PYMNTS Intelligence Banner June 2024

Delta Plans Legal Action Amid $500 Million Hit From CrowdStrike Outage

Delta Air Lines says a recent, and massive, IT outage will cost it $500 million.

That’s according to a report Wednesday (July 31) from Bloomberg News, citing a statement from the airline that also says Delta has hired a law firm as it prepares to seek damages from the outage, which canceled thousands of flights earlier this month.

The $500 million figure is in keeping with Wall Street analysts’ estimates from last week, when Delta was still dealing with stranded passengers and the beginnings of a Department of Transportation investigation into its handling of the incident.

The trouble began with a glitch in a software update by cybersecurity firm CrowdStrike, leading to widespread outages of Microsoft’s Windows systems around the world, including at several major corporations, leading to chaos at not only airports but banks and hospitals as well.

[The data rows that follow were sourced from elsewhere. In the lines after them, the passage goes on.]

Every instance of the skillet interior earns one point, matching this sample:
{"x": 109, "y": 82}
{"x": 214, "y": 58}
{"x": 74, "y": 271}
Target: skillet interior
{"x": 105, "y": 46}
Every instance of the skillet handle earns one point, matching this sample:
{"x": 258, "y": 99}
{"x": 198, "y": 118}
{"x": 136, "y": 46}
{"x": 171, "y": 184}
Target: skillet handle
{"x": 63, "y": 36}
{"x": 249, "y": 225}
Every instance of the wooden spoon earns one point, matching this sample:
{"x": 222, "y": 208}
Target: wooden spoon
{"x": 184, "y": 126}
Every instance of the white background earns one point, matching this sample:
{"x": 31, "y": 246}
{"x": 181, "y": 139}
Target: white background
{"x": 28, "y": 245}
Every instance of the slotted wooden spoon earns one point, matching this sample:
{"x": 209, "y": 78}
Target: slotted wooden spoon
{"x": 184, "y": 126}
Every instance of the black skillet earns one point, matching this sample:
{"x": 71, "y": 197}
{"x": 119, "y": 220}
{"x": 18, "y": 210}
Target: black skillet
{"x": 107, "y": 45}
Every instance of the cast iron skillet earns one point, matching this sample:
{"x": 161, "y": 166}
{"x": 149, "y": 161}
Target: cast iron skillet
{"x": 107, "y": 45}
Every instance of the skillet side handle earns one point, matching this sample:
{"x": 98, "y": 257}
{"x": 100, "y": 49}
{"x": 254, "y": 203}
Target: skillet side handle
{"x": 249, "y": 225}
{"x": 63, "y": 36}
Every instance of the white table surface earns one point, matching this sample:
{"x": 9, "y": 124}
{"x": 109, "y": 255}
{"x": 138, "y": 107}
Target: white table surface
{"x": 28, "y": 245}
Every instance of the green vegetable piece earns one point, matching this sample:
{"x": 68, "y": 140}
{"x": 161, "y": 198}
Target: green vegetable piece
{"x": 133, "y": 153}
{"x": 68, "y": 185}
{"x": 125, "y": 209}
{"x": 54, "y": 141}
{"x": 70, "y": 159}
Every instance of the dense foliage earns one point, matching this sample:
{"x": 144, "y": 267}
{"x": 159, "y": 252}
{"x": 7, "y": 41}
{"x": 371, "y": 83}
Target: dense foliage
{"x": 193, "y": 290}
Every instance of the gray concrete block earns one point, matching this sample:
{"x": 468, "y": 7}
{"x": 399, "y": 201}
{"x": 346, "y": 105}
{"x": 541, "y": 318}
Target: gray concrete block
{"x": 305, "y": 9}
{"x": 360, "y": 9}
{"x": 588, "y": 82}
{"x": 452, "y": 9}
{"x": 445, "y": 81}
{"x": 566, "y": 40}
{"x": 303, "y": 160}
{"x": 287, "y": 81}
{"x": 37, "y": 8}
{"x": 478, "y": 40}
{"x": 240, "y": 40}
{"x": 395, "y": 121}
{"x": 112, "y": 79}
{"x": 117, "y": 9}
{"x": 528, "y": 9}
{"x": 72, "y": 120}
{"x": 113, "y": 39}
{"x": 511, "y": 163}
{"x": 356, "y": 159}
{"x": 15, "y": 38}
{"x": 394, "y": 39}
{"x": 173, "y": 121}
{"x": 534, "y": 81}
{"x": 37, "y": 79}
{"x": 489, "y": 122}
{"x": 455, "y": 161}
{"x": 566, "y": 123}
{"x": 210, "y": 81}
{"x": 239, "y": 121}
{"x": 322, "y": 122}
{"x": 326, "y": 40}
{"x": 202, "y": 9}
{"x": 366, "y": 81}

As Bloomberg notes, many airlines were able to get back online relatively quickly, while Delta was still dealing with cancellations into the following week.

According to the report, the company’s extended recovery was due to the fact that the outage impacted an in-house system that processes changes to flights and their crews, which left Delta unable to properly align its crews and its planes.

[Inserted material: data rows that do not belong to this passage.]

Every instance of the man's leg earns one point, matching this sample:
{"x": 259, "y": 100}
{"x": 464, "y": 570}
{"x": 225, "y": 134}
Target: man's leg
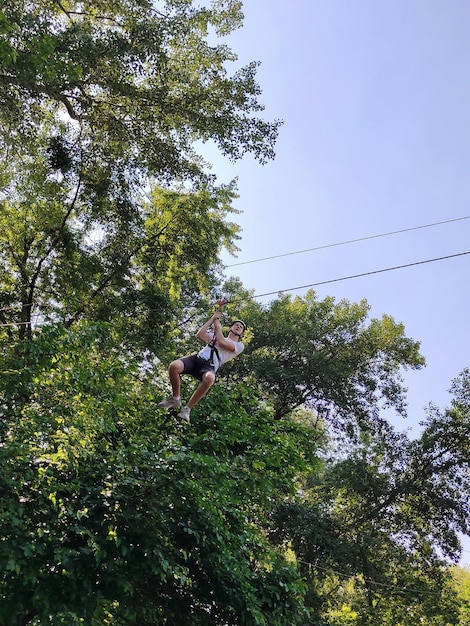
{"x": 176, "y": 368}
{"x": 208, "y": 379}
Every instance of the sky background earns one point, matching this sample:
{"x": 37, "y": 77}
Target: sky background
{"x": 375, "y": 98}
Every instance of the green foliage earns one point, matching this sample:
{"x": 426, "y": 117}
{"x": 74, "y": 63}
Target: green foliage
{"x": 328, "y": 356}
{"x": 109, "y": 509}
{"x": 142, "y": 83}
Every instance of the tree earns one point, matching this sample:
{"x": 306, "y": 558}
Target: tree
{"x": 329, "y": 357}
{"x": 109, "y": 510}
{"x": 136, "y": 85}
{"x": 373, "y": 527}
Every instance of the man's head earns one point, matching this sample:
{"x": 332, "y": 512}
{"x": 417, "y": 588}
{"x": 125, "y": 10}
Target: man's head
{"x": 237, "y": 328}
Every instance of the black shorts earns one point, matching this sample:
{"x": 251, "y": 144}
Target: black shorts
{"x": 196, "y": 366}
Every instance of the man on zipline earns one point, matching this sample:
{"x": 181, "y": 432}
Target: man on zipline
{"x": 204, "y": 365}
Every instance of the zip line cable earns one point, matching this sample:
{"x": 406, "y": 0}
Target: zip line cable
{"x": 343, "y": 243}
{"x": 335, "y": 280}
{"x": 323, "y": 282}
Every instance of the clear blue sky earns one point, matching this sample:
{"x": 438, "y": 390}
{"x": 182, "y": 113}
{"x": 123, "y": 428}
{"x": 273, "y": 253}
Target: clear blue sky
{"x": 375, "y": 98}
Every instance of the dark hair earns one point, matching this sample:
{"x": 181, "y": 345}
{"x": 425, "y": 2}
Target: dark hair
{"x": 240, "y": 322}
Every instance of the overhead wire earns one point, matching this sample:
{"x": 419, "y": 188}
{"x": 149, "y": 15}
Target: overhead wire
{"x": 317, "y": 284}
{"x": 349, "y": 241}
{"x": 350, "y": 277}
{"x": 372, "y": 582}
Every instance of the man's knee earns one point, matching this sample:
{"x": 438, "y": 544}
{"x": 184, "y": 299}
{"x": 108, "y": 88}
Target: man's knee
{"x": 208, "y": 379}
{"x": 176, "y": 367}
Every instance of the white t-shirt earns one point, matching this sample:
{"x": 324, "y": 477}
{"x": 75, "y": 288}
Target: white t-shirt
{"x": 224, "y": 355}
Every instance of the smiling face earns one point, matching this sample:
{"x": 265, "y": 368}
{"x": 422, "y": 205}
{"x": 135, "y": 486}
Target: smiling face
{"x": 237, "y": 329}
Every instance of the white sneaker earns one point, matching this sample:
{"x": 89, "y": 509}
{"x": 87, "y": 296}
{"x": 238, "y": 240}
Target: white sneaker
{"x": 170, "y": 403}
{"x": 184, "y": 413}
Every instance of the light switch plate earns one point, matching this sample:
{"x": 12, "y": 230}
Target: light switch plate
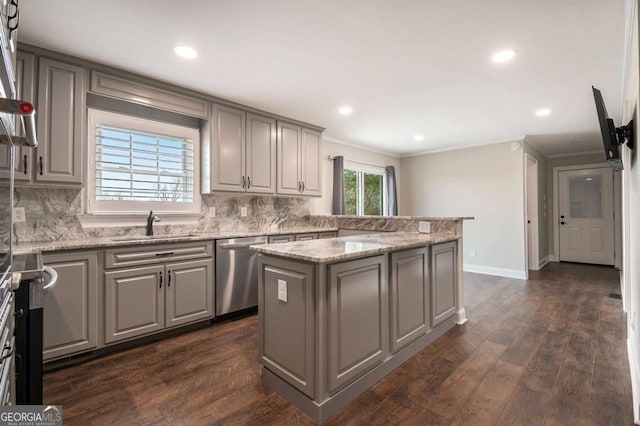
{"x": 282, "y": 291}
{"x": 18, "y": 215}
{"x": 424, "y": 227}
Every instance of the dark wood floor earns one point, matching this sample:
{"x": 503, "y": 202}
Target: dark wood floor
{"x": 550, "y": 350}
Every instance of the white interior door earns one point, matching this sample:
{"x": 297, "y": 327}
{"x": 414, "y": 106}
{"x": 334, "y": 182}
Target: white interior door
{"x": 585, "y": 199}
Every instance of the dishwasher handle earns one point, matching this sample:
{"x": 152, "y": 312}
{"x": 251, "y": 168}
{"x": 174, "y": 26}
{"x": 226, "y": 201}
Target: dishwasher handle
{"x": 231, "y": 246}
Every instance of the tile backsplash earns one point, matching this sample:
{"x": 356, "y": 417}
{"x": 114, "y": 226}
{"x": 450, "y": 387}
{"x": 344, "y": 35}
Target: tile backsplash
{"x": 53, "y": 214}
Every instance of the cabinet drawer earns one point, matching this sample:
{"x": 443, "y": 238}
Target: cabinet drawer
{"x": 156, "y": 253}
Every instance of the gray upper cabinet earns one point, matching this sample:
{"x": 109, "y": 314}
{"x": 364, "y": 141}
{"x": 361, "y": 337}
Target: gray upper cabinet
{"x": 443, "y": 282}
{"x": 298, "y": 160}
{"x": 71, "y": 307}
{"x": 242, "y": 153}
{"x": 23, "y": 162}
{"x": 261, "y": 154}
{"x": 60, "y": 114}
{"x": 310, "y": 162}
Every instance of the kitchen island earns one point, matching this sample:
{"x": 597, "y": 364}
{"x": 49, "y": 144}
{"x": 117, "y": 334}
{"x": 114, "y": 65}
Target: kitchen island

PYMNTS examined the aftermath of the CrowdStrike outage – and other recent cybersecurity incidents – last week in a conversation with CompoSecure/Arculus Chief Product and Innovation Officer Adam Lowe.

He noted that when a software update fails, companies typically have contingency plans. But problems with essential security software like CrowdStrike can rapidly escalate, and disruptions to core functions, particularly at the Windows startup level, can be difficult to fix.

“Crises can also catalyze a shift in organizational culture, heightening awareness of cybersecurity issues and encouraging proactive behaviors among employees,” that report noted. “And proactive, hyper-aware behavior is crucial in today’s operating landscape where threat actors can move in real-time to activate new vulnerabilities and manipulate unsuspecting end-users.”

For example, cybercriminals have already tried to capitalize on the CrowdStrike outage by creating fake, malware-infected recovery manuals.

“CrowdStrike Intelligence identified a Word document containing macros that download an unidentified stealer now tracked as Daolpu,” the company warned on its blog. “The document impersonates a Microsoft recovery manual. Initial analysis suggests the activity is likely criminal.”